Tuesday, June 19, 2007

all sorts of blue

Wayde Compton. "O."

As a major mythology buff, I thoroughly enjoyed this reinscription of the classic Osiris myth - particularly the injection of ebonics, which juxtaposed with the authorial commentary of the incestuous relationship between Osiris and Isis (sadly, not mentioning Horus) and the underlying formality of the resurrection myth, makes for a fascinatingly intense poem.

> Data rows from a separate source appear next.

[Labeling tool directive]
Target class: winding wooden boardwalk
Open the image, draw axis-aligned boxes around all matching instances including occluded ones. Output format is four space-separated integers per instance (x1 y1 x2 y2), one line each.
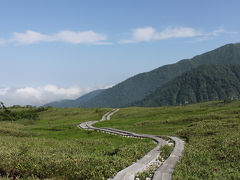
78 109 184 180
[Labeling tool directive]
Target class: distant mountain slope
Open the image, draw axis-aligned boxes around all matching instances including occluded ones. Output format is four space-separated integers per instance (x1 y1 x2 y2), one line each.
134 64 240 107
79 43 240 108
44 89 104 108
80 59 197 108
45 43 240 108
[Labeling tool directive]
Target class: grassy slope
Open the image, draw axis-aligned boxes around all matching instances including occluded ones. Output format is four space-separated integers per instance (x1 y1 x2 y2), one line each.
96 101 240 179
0 108 154 179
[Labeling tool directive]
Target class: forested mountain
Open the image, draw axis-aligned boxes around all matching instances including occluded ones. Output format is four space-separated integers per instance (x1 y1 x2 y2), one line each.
78 43 240 108
44 89 104 108
45 43 240 108
134 64 240 107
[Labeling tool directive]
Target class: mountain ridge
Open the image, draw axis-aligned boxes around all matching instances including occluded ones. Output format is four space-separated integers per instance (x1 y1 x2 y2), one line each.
45 42 240 108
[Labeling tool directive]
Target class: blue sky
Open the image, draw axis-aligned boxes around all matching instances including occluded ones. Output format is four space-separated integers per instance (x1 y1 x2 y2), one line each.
0 0 240 106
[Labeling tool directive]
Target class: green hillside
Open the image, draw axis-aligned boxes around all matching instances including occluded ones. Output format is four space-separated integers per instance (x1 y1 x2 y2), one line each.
46 43 240 108
135 64 240 107
80 59 196 107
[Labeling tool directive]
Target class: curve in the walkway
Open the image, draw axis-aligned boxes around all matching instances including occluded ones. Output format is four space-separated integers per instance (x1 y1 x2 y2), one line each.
78 109 184 180
152 136 184 180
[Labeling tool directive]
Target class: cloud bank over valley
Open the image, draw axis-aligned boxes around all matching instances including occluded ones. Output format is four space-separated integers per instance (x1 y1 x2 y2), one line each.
0 85 109 106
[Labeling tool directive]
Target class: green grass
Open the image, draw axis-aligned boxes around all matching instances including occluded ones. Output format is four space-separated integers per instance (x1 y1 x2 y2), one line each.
96 100 240 179
1 100 240 179
95 104 213 135
160 144 174 160
0 107 155 179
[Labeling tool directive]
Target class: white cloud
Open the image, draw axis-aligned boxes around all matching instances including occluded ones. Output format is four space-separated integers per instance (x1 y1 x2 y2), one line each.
12 31 50 45
43 85 82 97
16 87 42 99
54 30 108 44
0 84 111 106
208 28 225 36
132 27 156 42
192 28 228 42
0 84 113 106
2 30 110 45
0 27 236 45
118 26 228 43
156 27 201 39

The use of ebonics is startlingly appropriate here - ebonics being the 'ghetto-ized' language of the 'margins' - as it provides strangely contemporary imagery for ancient acts of violence, with lines such as, "cut you up,/like a DJ would a groove, splintered you like a busted mirror,/razored you good". But this contemporary imagery also removes from the visceral nature of the act - by injecting similes, distance is similarly affected. Through the use of ebonics to represent the myth, the myth takes on a previously unknown tone, placed within a modern context; the previously accepted notion of incestuous love/devotion is called into disgust with the lines: "Isis, your sister, renewed you/and knew you/in an obscene way" as well as "cool Isis, who loved you right (wrong)", and Set - who has mythically been identified as the source and embodiment of evil - becomes a "punk motherfucker". A certain level of irreverence becomes present within the text, which dissipates toward the end with the question and answer session of what heaven is like - and, apparently, it is like a colour.